So, if you want to create wealth, you need to ensure that your investments beat inflation. In other words, they must generate a “positive” real return. An investment that doesn’t do this ends up destroying your wealth.

This article lets us look at six simple ways to stay ahead of inflation and create long-term wealth.

Peer to peer lending platforms:

These online platforms connect people who need money with people who need extra income from their surplus funds. The return from these platforms’ investments can be substantially high (around 15-25%) and therefore beats inflation by a good margin (for reference, retail inflation in India in January 2021 stood at 4.06%). You can also consider investing in good chit funds. However, don’t forget to perform adequate due diligence before investing.

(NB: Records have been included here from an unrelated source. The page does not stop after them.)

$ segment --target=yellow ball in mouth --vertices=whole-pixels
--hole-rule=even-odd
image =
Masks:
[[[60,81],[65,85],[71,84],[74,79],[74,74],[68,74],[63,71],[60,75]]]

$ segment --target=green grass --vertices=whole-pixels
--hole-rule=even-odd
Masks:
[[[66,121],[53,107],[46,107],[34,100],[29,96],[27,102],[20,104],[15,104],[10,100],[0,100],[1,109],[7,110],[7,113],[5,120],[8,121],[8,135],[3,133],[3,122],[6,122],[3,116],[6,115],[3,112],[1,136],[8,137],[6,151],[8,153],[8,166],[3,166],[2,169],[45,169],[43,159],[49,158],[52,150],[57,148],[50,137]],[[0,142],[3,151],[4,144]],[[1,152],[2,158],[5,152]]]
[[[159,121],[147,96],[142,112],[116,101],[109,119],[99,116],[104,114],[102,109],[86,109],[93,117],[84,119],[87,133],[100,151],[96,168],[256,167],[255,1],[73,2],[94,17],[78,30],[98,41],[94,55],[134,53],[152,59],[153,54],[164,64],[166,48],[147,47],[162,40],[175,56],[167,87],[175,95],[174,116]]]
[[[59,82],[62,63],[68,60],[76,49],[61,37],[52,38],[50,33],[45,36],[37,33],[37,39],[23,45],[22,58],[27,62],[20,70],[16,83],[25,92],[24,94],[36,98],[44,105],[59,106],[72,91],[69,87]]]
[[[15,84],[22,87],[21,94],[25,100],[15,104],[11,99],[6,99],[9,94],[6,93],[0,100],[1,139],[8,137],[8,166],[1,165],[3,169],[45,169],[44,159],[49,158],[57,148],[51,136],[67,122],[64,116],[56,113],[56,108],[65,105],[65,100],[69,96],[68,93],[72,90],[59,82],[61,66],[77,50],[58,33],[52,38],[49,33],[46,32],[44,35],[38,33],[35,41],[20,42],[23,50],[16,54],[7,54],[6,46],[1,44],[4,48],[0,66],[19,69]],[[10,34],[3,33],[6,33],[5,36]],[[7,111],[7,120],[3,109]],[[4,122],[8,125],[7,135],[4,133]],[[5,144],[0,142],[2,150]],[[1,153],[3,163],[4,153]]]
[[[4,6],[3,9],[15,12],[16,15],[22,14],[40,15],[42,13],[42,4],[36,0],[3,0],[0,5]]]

Equities/Equity Mutual funds:

Equity has been the best performing asset class over long periods. BSE Sensex has given over 15% returns, year on year, since its inception in 1979. You can invest either directly in stocks or invest via the mutual fund route. You need a demat and trading account and decent stock-picking skills to invest directly. In contrast, if you invest in equity mutual funds, you don’t need a demat and trading account. Plus, if you invest in mutual funds, you can benefit from the fund manager’s professional expertise for a small fund management fee. You can also choose a systematic investment route to help you build a regular savings discipline.

Inflation-indexed bonds:

These bonds are issued by RBI and distributed by banks and financial institutions from time to time. They protect both your principal and interest amount from inflation. The interest in these bonds is linked to the Consumer Price Index (CPI). It comprises two parts – a fixed part (usually around 1.5%) and a variable part: the CPI-based inflation rate. The bonds are issued in the form of a Bond Ledger Account. One drawback is that you need to open a Demat account to purchase these bonds.

Gold and Real Estate:

Traditionally, gold and real estate are considered as a hedge against inflation. They also share a low negative correlation with equity as an asset class. For this reason, you should have some amount of gold and real estate in the portfolio as it helps to ensure your portfolio from the risk of inflation.

Small Savings schemes:

Another good option is to invest in high return small savings schemes. The interest rates and other features of these schemes are decided by the Government, so as an investor, you can rest assured of your money’s safety in such schemes.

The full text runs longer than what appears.